The mental health crisis in Cuyahoga County and across Ohio revolves around critical funding challenges that are adversely impacting the community's ability to meet the need for services for thousands of children, adults and older persons with a mental illness.
Insufficient state funding for mental health services is a major factor impacting mental health care for Ohioans. Ohio was 17th in per capita state mental health funding in the fiscal year of 1981; in 2005 it was 37th, and prior to SFY 2009 funding was essentially flat. During SFY 2009, funding for mental health services was cut by over $60 million, resulting in the closure of two state psychiatric hospitals, significant reduction of staff at the Ohio Department of Mental Health, and over $30 million in cuts to community mental health services. In the SFY 2010 - 2011 biennium budget, funding for community mental health was cut by over $100 million. They recently passed SFY 2012 - 2013 budget, which cut more mental health services by decreasing non-Medicaid dollars by $5 million in SFY 2012 and placing caps on the Medicaid benefit package.

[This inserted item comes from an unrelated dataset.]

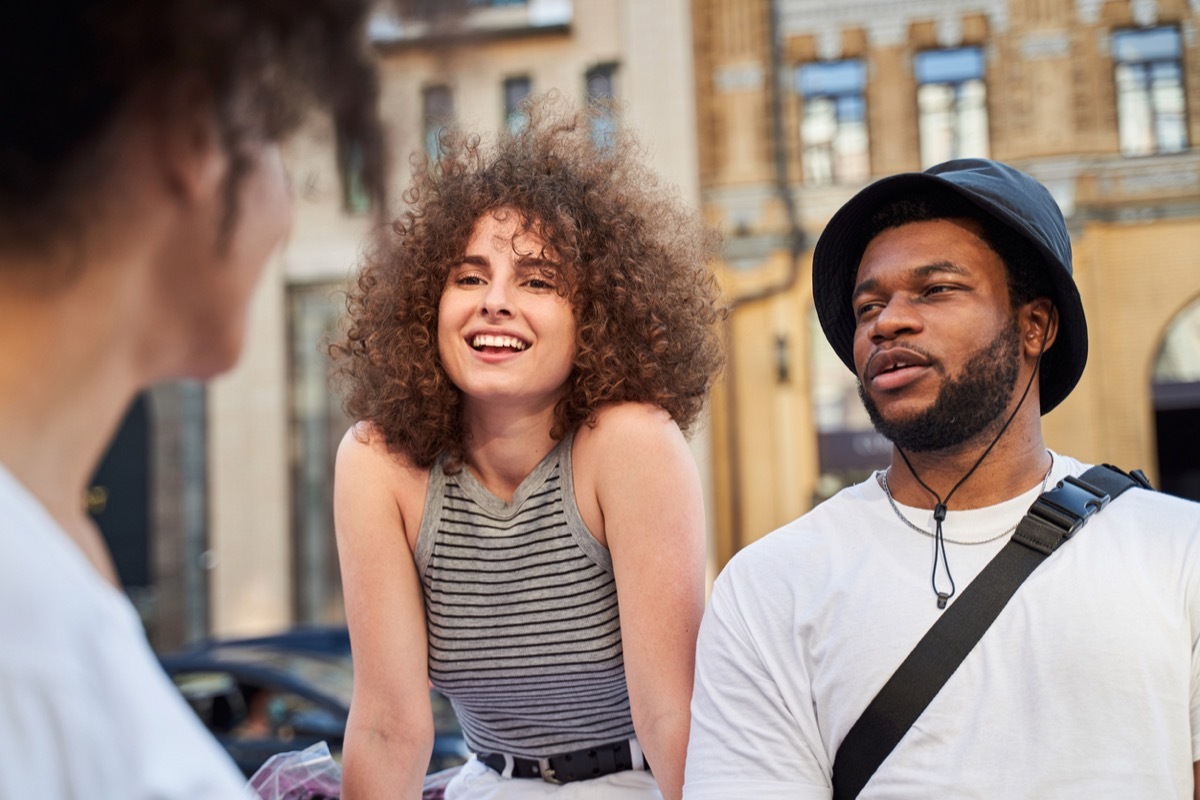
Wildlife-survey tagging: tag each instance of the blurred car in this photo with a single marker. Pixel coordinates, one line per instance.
(279, 693)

Cuyahoga County funding has also not kept up with the increased demand and cost of providing services to those locally. An analysis of Cuyahoga County’s Office of Management and Budget documents show that when 2006 levy funding levels are compared to 2010 levy funding levels, community mental health services funding was decreased by $1.3 million. Cuyahoga County has dedicated less Health and Human Services levy funding to behavioral health services than other large Ohio counties ( Franklin, Hamilton, and Summit) even though Cuyahoga County has a larger population living in poverty. Inadequate resources result in unmet critical needs. A recent needs assessment conducted by The Center for Community Solutions showed that over 27,000 individuals with moderate to severe mental illnesses and over 19,000 with substance dependence or abuse disorders who live under 200% of the poverty line in Cuyahoga County do not receive services in the community behavioral health system.
MHAC works to protect children, transitional youth, adults, older persons and special populations with mental illnesses from discrimination and expand mental health services to address the multiple needs of all consumers. To increase awareness, knowledge and understanding, MHAC advocates for increased education on mental health issues, the integration of mental health into general health care education and practices, and the support of mental health research and its dissemination.
The MHAC's 2009 - 2011 Strategic Goals are:
- Advocate for changes leading to an effective, efficient, and integrated mental health care system locally and statewide.
- Promote diversifying resources to support maintenance and improvements to the current system of mental health services delivery.
- Educate and inform the community and its membership about mental health, mental illness, and other relevant issues and opportunities.
- Develop the infrastructure and resources to ensure effective and efficient operations.